Foulds: The TIRZ is now the biggest thing [the city is working on], but we took a lot of steps over 20 years. Before that Todd saw the need to get some businesses here, and we quickly discovered to do that we needed wastewater. That wastewater project became the biggest thing we had ever done and it came out very well because we got some retail and gave our citizens options so they didn't have to drive to Austin as much.

That was all about keeping the community together and the TIRZ is going to do the same thing. We're going to offer more things to our residents that will let them stay home and stay in Dripping. It's so much more than the town center, because the TIRZ is going to work to redevelop Old Fitzhugh Road, it's going to work on getting more parking downtown and make our downtown a better downtown for all of our residents.

As mayor, what is the biggest thing you hope to address in the future for Dripping Springs?

Foulds: Transportation. It's one word but it's bothered Todd and it's bothered me. I feel like we have such a strong council now that I want to focus some time during the next legislative session and see what we can do with the state to get us through our transportation issues. The Texas Department of Transportation has got to come through and help us. We're going to keep hammering to see what we can do to get TxDOT to help us.

What are your plans after retiring from office this month?

Purcell: I did have mayor retirement plans before COVID-19 showed up, but I have told Bill that I would like to hang around and help get us though this thing that hit during my administration. I've been the one who has been on the phone with the county judge and listening to the governor’s conferences and dealing with this. Bill has been helping me but I'd like to stay around and help us get through that. You never want to leave a city in a crisis. We all live here and I want to continue to help, and I told Bill I will help in any capacity he sees fit...but only until we get through the COVID-19 issue.

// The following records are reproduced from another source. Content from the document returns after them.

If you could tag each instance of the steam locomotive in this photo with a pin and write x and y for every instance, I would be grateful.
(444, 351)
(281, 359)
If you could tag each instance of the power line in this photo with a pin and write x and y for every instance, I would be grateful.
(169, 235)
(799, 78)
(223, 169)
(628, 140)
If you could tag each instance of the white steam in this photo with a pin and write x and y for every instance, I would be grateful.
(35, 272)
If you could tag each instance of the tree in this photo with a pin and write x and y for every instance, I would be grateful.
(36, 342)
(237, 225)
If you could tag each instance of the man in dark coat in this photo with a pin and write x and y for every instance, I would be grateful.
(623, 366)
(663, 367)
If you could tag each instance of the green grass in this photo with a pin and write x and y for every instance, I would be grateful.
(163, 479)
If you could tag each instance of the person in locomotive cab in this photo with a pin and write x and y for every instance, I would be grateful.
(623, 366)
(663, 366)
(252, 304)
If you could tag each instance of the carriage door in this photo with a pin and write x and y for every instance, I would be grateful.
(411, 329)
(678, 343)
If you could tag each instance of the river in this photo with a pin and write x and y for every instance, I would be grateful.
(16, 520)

Once that's done and we can all sigh a big sigh or relief and start living our normal lives, I'm going to spend a lot of time with my wife, who has sacrificed many years and many days of me not being home. We're not going anywhere. My roots are here, I live here, I love this community, my family's been a part of it for over 130 years and we've got folks here that we enjoy being around. I may do a little traveling, a little fishing and maybe not have to be somewhere on Tuesday night every week, but I look forward to staying a part of this community.

But I will say this: I'm not going to be known as the old mayor because Bill is actually older than I am. He's going to be the old mayor and I'm going to be the past mayor. You can't call him the new mayor. Call him the old mayor.